Je me rappelle une réflexion de M. Lutel, l'oncle du P. Poupard. Il avait eu affaire à la Visitation et il me disait: “Il y a trois personnes avec qui j'ai traité à la Visitation: l'une a confiance en elle; la seconde en Dieu et en elle, et la troisième en Dieu seul. C'étaient la maîtresse du pensionnat, la sœur déposée et la bonne Mère. Qui avait raison? Evidemment la bonne Mère. Dans les rapports avec les âmes, on sent cela. C'est un criterium de la valeur morale d'une âme: En qui se confie-t‑elle? Pour qui travaille‑t‑elle?
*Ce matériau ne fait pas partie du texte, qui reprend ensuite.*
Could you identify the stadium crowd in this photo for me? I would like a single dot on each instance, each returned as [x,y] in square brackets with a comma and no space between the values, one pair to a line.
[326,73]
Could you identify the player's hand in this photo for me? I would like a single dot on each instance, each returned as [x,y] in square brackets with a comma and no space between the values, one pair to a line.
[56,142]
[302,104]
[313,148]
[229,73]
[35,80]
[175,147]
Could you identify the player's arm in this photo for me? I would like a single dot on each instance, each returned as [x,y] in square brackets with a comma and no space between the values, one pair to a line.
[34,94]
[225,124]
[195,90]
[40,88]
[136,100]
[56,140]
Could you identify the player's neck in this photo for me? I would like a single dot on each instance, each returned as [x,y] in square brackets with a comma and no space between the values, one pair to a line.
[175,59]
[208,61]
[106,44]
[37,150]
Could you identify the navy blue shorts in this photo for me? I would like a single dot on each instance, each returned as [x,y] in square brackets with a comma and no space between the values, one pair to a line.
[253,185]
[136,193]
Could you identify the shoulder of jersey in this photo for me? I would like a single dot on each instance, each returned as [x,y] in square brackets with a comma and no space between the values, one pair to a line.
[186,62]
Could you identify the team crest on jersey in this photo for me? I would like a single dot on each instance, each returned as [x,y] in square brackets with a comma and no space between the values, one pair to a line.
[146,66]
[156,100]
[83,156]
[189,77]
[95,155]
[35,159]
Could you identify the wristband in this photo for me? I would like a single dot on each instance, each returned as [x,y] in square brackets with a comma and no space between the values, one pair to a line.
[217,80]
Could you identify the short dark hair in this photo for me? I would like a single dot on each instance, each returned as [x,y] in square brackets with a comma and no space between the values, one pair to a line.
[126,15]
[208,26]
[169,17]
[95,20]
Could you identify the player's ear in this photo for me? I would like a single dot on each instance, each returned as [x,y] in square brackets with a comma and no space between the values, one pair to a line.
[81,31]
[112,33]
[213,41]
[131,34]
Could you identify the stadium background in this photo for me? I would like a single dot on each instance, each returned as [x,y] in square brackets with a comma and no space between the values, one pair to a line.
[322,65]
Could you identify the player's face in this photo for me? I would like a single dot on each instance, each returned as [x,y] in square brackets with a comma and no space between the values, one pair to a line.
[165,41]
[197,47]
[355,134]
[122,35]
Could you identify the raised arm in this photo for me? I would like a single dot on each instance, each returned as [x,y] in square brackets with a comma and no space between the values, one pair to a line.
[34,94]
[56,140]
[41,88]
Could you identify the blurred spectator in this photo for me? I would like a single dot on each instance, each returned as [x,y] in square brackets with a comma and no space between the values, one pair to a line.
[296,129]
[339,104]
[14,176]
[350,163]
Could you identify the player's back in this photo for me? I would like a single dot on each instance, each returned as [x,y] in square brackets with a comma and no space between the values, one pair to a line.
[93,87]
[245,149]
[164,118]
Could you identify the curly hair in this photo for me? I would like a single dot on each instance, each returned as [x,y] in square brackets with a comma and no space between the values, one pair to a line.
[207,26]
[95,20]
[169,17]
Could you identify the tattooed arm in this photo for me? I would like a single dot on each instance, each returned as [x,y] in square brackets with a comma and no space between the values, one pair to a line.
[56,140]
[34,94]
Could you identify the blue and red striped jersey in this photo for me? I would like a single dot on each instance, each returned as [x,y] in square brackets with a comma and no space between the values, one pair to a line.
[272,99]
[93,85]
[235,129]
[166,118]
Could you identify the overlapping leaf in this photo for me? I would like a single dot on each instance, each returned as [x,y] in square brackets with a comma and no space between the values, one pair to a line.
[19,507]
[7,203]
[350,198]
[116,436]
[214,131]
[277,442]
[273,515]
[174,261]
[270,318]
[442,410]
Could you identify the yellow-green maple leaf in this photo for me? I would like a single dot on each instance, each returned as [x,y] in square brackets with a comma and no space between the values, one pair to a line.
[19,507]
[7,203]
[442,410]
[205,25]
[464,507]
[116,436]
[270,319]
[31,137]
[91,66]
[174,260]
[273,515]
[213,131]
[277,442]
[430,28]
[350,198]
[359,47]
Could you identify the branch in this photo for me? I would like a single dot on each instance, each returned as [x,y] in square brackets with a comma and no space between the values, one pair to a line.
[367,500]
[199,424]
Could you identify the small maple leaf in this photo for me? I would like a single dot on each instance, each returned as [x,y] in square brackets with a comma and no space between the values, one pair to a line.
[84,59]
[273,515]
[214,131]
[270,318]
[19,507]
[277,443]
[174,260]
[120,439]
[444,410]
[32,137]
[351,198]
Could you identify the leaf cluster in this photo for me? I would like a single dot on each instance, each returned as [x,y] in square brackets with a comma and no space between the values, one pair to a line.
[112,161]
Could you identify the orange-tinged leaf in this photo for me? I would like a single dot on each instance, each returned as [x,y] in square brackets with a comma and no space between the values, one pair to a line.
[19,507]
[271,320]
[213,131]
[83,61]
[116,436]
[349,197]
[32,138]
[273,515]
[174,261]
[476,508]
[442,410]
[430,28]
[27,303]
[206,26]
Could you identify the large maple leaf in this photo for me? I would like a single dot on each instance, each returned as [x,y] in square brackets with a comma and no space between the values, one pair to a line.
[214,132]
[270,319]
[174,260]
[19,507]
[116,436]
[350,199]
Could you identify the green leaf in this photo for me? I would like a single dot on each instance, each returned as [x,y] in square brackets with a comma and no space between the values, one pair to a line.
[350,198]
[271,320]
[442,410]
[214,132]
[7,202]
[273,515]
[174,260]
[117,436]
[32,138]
Tous les gens qui ont du bon sens disent comme M. Lutel. Dans les questions où nous rencontrons quelques difficultés, mettons‑nous bien de côté. Ne cherchons pas à faire prévaloir nos vues, nos idées, parce que ce sont nos vues, nos idées. Cherchons à faire prévaloir uniquement la volonté de Dieu. Ce n'est pas toujours aisé. Employons‑nous‑y courageusement, prudemment, judicieusement. Les Oblats doivent entrer dans cet esprit‑là: c'est leur métier.